Die Ereignisrate von Delir auf der Intensivstation wurde in einer Studie mit 1439 Teilnehmenden gemessen. Es wurde kein Unterschied zwischen den Gruppen festgestellt (Risiko-Verhältnis (RR) 1,01, 95% Konfidenzintervall (KI) 0,87 bis 1,17) (moderate Qualität der Evidenz). Haloperidol versus Placebo führte weder zu einer Reduktion noch zu einer erhöhten Mortalitätsrate im Krankenhaus, (RR 0,98, 95% KI 0,80 bis 1,22; 2 Studien; 1580 Teilnehmende (moderate Qualität der Evidenz)); der Anzahl der delir- und komafreien Tage, (mittlere Differenz (MD) -0,60, 95% KI -1,37 bis 0.17; 2 Studien, 1580 Teilnehmende (moderate Qualität der Evidenz)); der Anzahl der Tage ohne künstliche Beatmung (Mittelwert 23,8 (MD -0,30, 95% KI -0,93 bis 0,33) 1 Studie; 1439 Teilnehmende, (hohe Qualität der Evidenz)); sowie der Länge des Aufenthalts auf der Intensivstation, (MD 0,18, 95% KI 0,60 bis 0,97); 2 Studien, 1580 Teilnehmende; hohe Qualität der Evidenz). In keiner der Studien wurden kognitive Beeinträchtigungen gemessen. In einer Studie gab es drei schwerwiegende unerwünschte Ereignisse in der Interventionsgruppe und fünf in der Placebogruppe; in der anderen Studie gab es fünf schwerwiegende unerwünschte Ereignisse, und drei Patienten starben, einer in jeder Gruppe. Keines der schwerwiegenden unerwünschten Ereignisse wurde als mit den erhaltenen Interventionen in Zusammenhang stehend beurteilt (moderate Qualität der Evidenz).

Physio‐und kognitive Therapieinterventionen (eine Studie, 65 Teilnehmende)

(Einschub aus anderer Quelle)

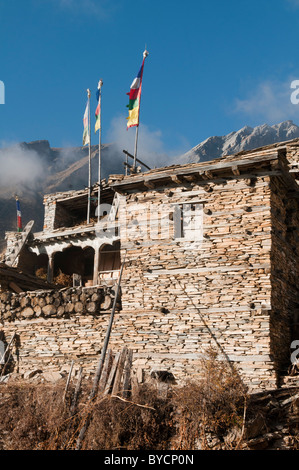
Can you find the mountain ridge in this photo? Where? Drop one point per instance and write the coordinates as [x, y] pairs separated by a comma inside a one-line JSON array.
[[44, 170]]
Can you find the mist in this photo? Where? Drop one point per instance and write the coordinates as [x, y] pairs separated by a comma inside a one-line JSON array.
[[20, 168]]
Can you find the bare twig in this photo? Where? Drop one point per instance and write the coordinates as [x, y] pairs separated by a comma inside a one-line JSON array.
[[133, 403]]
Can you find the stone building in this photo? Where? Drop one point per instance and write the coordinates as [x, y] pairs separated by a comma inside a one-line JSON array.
[[210, 253]]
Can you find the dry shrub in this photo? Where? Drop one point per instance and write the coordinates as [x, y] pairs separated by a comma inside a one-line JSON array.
[[213, 405], [140, 423], [29, 415], [41, 273], [36, 417]]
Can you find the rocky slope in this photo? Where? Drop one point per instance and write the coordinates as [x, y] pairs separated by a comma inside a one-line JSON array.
[[33, 169], [246, 138]]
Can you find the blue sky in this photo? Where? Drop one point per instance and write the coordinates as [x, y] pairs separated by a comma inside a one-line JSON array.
[[214, 67]]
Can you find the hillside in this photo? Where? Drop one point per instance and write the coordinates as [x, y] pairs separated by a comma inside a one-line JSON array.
[[33, 169]]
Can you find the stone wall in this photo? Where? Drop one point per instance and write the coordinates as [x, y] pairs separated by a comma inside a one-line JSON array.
[[179, 296], [284, 274]]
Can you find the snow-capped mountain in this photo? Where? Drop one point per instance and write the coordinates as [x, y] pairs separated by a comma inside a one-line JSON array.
[[246, 138]]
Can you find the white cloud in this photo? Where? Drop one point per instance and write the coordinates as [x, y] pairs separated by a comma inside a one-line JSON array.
[[151, 148], [271, 100], [20, 166]]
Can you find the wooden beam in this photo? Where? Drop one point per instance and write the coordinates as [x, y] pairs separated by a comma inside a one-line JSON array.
[[236, 170], [176, 179], [148, 184], [206, 175], [162, 174]]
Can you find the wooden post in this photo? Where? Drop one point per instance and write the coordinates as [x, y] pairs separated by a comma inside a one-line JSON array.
[[50, 268], [96, 266]]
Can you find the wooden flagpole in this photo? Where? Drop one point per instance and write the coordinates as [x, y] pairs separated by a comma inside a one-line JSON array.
[[100, 143], [145, 54], [89, 162]]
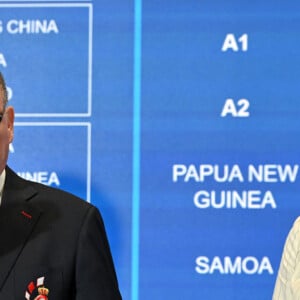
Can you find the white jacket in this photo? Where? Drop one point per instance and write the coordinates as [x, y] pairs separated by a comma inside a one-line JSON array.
[[287, 285]]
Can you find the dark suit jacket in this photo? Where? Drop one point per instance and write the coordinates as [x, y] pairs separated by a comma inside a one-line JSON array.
[[53, 239]]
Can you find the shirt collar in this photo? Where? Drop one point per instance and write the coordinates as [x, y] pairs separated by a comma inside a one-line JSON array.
[[2, 180]]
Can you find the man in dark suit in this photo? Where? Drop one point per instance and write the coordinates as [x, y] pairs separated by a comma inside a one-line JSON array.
[[53, 245]]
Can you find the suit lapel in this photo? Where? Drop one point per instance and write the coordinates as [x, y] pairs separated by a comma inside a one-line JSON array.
[[18, 218]]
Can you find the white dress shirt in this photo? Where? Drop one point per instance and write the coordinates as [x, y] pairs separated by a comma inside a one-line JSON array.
[[287, 285]]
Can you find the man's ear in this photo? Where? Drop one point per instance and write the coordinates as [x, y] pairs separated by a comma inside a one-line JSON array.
[[10, 117]]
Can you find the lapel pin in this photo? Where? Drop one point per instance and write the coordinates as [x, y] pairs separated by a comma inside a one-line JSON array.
[[27, 215], [37, 288]]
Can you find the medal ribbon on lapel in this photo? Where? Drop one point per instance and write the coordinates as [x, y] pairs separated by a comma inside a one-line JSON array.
[[41, 289]]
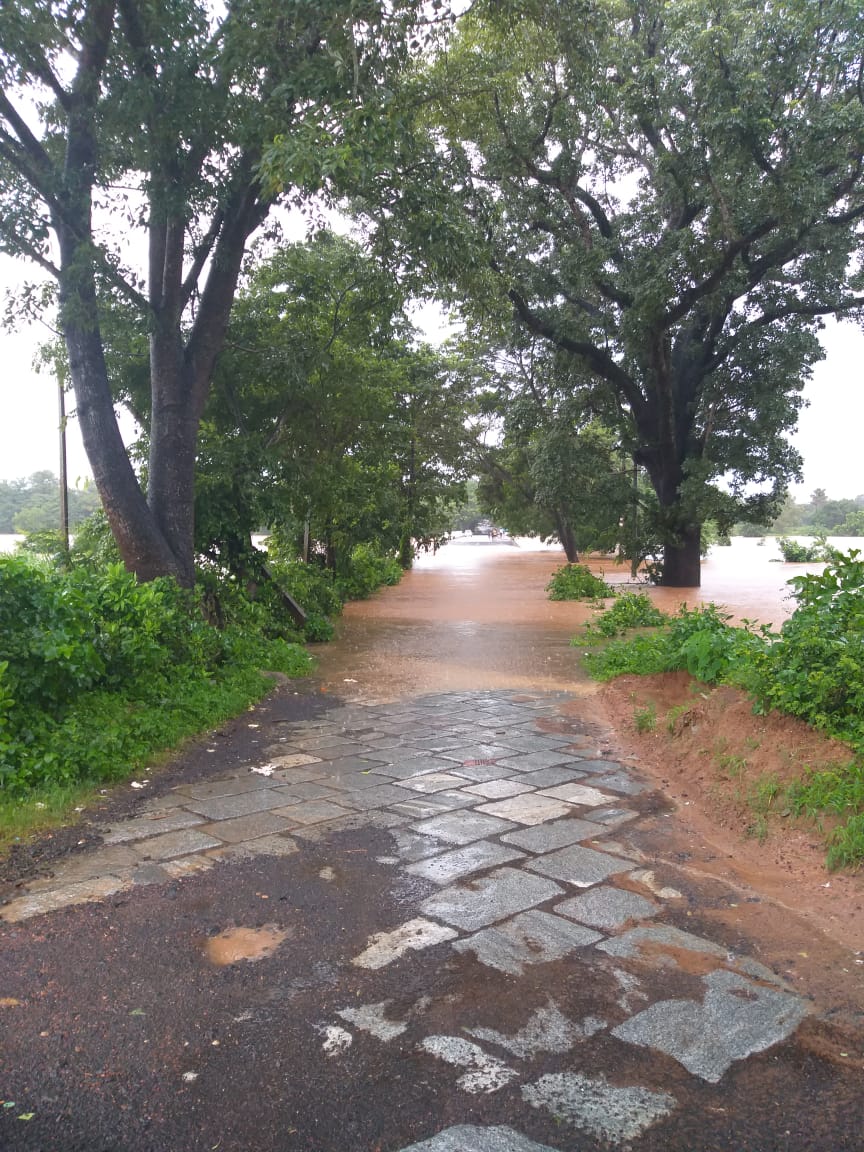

In der Studie wurde die Delir-Ereignisrate auf der Intensivstation nicht gemessen. Eine Physio- und kognitive Therapieintervention im Vergleich zur Regelversorgung führte weder zu einer Reduktion noch zu einer erhöhten Mortalität im Krankenhaus, (RR 0,94, 95% KI 0,40 bis 2,20, I² = 0; 1 Studie, 65 Teilnehmende; sehr niedrige Qualität der Evidenz); der Anzahl der delir- und komafreien Tage, (MD -2,8, 95% KI -10,1 bis 4.6, I² = 0; 1 Studie, 65 Teilnehmende; sehr niedrige Qualität der Evidenz); der Anzahl der Tage ohne künstliche Beatmung (innerhalb der ersten 28/30 Tage) war im Median 27,4 (IQR 0 bis 29,2) und 25 (IQR 0 bis 28,9); 1 Studie, 65 Teilnehmende; sehr niedrige Qualität der Evidenz; der Länge des Aufenthalts auf der Intensivstation, (MD 1,23, 95% KI -0,68 bis 3,14, I² = 0; 1 Studie, 65 Teilnehmende; sehr niedrige Qualität der Evidenz); sowie der kognitiven Beeinträchtigung gemessen anhand des MMSE: Mini-Mental State Examination, wobei höhere Werte eine bessere Funktion anzeigen (MD 0,97, 95% KI -0,19 bis 2,13, I² = 0; 1 Studie, 30 Teilnehmende; sehr niedrige Qualität der Evidenz); oder gemessen mit dem Dysexecutive-Fragebogen (DEX), wobei niedrigere Werte eine bessere Funktion anzeigen (MD -8,76, 95% KI -19,06 bis 1,54, I² = 0; 1 Studie, 30 Teilnehmende; sehr niedrige Qualität der Evidenz). Bei einem Patienten traten während der Physiotherapie akute Rückenschmerzen auf, die von einer hypotensiven Krise begleitet wurden.